注目の論文
【がん】肝がんの治療にステロイドを用いる
Nature Communications
2013年10月23日
Cancer: Steroids for the treatment of liver cancer
ステロイドの一種であるデキサメタゾンは、現在、炎症性疾患と自己免疫疾患の治療に用いられているが、これを使ってマウスの肝がんの形成を抑制できることが明らかになった。この新知見は、ステロイド類の使用が、最も一般的なタイプのヒト肝がんである肝細胞がんの治療に役立つ可能性を示唆している。
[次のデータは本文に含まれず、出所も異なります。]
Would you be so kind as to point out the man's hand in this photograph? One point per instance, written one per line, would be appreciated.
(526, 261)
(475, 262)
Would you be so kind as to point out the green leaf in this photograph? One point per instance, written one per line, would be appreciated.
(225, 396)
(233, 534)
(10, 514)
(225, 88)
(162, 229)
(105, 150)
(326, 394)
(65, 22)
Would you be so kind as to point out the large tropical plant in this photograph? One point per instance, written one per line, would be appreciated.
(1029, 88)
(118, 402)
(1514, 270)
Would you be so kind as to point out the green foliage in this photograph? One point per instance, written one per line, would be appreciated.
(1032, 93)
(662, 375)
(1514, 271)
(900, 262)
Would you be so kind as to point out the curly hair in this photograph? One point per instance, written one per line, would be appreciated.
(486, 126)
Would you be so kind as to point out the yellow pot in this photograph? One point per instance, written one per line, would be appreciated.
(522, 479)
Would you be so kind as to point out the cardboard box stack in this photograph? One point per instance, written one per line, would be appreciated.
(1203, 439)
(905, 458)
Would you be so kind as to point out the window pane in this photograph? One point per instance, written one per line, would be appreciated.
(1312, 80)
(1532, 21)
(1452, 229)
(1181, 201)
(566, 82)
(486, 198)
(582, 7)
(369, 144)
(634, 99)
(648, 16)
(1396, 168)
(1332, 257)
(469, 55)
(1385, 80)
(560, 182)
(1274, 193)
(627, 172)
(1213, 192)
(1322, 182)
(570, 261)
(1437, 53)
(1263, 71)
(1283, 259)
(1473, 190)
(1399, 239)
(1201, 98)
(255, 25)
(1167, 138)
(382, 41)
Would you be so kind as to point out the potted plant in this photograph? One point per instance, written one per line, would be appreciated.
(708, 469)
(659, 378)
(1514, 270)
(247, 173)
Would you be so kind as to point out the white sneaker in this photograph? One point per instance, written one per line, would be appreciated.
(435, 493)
今回、Bo Huangたちは、マウスの肝細胞がんにおいてグルコースの代謝が変化し、腫瘍細胞が利用する代謝反応が切り替わることを明らかにした。この現象に伴って11β-ヒドロキシステロイドデヒドロゲナーゼ1型という酵素が減少した。この酵素は、齧歯類においてステロイドホルモンを産生する。そして、Huangたちは、マウスにデキサメタゾンを投与すると、グルコース代謝が腫瘍形成前のレベルまで回復し、肝腫瘍の形成が抑制されることを明らかにした。また、マウスに対するデキサメタゾンの投与で、化学的に誘導した腫瘍の形成も抑制された。さらには、ヒトの肝がんで11β-ヒドロキシステロイドデヒドロゲナーゼ1型の発現が減少したことも判明した。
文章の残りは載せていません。